Целых четыре дня я кружился по Парижу с Капоттом, и все это время он без умолку говорил. Часто он повторялся, еще чаще противоречил сам себе, но так как мне, в сущности, было все равно, что̀ ни слушать, лишь бы упразднить представление «свиньи», то я не только не возражал, но даже механическим поматыванием головы как бы приглашал его продолжать. Многого, вероятно, я и совсем не слыхал, довольствуясь тем, что в ушах моих не переставаючи раздавался шум.
Первый день мы беседовали об язвах, удручающих Россию. До завтрака Капотт говорил: — Главная ваша язва в том состоит, что вы никогда не представляете себе ясно, чего вы хотите. Сегодня вы выражаете чувства, всем вообще человекам свойственные, а завтра вдруг пустите такую душину̀, что хоть топор повесь. И это происходит не от ренегатства, а оттого, что, вследствие недостаточной подготовки для познавания вещей, вы не различаете добра от зла. К тому же, на ваше несчастие, вы восприимчивы и потому легко воспламеняетесь. Но вы увлекаетесь без разбору, без критики, и, к сожалению, чаще всего тем, чем уж никто в целом мире не увлекается. Сегодня, видя человека, которому тяжело дышится, вы великодушно говорите: надо ему помочь! А завтра, едва только начал этот человек дышать легче, как вы уже сердитесь и восклицаете: надо его подтянуть! Ясно, что при такой неустойчивости взглядов и чувств не может существовать ни малейшего доверия к будущему. Боязнь завтрашнего дня — вот червь, который точит вашу жизнь. Но смею думать, что покуда вы будете заниматься только трепетанием, ваш национальный гений особенно блестящих свойств не предъявит.

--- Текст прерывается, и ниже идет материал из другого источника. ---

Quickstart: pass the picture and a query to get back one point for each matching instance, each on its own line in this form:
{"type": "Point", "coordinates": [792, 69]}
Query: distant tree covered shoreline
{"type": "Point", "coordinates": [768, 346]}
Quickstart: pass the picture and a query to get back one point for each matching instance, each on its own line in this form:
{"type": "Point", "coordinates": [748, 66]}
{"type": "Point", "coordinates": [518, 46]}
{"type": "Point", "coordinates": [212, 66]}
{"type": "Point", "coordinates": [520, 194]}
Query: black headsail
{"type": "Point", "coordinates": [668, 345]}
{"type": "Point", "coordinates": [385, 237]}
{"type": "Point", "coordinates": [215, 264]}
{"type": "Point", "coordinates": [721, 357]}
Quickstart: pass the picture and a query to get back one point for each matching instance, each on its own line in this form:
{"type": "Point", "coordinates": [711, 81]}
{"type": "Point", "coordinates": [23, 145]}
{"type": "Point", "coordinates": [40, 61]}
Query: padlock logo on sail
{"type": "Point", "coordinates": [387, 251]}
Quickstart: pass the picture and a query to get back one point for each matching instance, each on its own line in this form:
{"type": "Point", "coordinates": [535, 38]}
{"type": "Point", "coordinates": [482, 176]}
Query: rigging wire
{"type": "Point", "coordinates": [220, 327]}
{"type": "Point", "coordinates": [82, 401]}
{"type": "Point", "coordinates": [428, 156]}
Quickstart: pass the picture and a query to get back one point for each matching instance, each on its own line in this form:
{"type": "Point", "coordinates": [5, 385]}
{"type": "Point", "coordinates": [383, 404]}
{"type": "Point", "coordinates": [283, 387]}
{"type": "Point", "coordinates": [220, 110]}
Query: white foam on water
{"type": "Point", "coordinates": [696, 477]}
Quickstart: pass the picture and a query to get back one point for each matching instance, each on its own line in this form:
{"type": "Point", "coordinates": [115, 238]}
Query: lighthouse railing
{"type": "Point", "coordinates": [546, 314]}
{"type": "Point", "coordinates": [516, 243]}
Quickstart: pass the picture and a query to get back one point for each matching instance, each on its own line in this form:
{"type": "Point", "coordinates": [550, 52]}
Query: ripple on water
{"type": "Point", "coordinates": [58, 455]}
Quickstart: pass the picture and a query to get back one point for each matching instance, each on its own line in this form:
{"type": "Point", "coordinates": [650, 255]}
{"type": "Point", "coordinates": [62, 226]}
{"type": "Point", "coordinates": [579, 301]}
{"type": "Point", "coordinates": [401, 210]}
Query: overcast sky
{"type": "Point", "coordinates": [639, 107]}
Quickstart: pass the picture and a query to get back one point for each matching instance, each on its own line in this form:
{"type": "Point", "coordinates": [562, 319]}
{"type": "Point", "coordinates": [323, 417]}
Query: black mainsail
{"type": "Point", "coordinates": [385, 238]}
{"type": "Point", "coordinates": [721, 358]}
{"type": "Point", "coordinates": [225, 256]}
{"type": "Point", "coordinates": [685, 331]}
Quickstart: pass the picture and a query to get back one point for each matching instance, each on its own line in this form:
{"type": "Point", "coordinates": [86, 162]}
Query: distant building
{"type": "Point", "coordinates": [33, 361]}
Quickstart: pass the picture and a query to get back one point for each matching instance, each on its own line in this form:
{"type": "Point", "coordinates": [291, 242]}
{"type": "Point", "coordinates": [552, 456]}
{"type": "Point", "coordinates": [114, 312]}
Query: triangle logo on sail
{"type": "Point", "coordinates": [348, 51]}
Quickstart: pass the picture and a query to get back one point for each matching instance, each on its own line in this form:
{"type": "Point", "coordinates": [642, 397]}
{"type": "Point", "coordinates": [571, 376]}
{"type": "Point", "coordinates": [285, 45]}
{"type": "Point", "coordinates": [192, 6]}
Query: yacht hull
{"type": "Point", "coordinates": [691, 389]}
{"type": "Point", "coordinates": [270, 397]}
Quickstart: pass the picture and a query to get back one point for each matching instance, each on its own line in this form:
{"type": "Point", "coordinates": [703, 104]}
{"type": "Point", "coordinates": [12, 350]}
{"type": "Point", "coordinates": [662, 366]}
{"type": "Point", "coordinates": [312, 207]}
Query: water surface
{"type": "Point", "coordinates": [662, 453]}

Я слушал эту предику и возмущался духом. Но так как я раз навсегда принял за правило: пускай Капоты с Гамбеттами что̀ угодно рассказывают, а мы свою линию будем потихоньку да полегоньку вести! — то и ограничился тем, что сказал:
— Врете вы всё, Капотт! Я уверен, что после завтрака вы совсем другое будете говорить!
И точно, после завтрака, выпивши на свой пай бутылку бургонского, Капотт говорил:
— Вы, русские, чересчур настойчивы в преследовании ваших целей — вот ваша главная язва. Vous êtes trop logiques[170]. Жизнь требует уступок, а вы хотите только реформ. В такое короткое время — и такой прогресс! — какой организм это выдержит! А вы не только выдерживаете, но еще говорите: мало! Вам дали свободу слова, а вы как будто и не подозреваете этого, и всё жалуетесь: когда ж нам свободу слова дадут? Нет, mon cher monsieur, так нельзя! Конь и о четырех ногах, да спотыкается, а человек… Человека вот как надо держать, cher monsieur, чтоб он не спотыкался!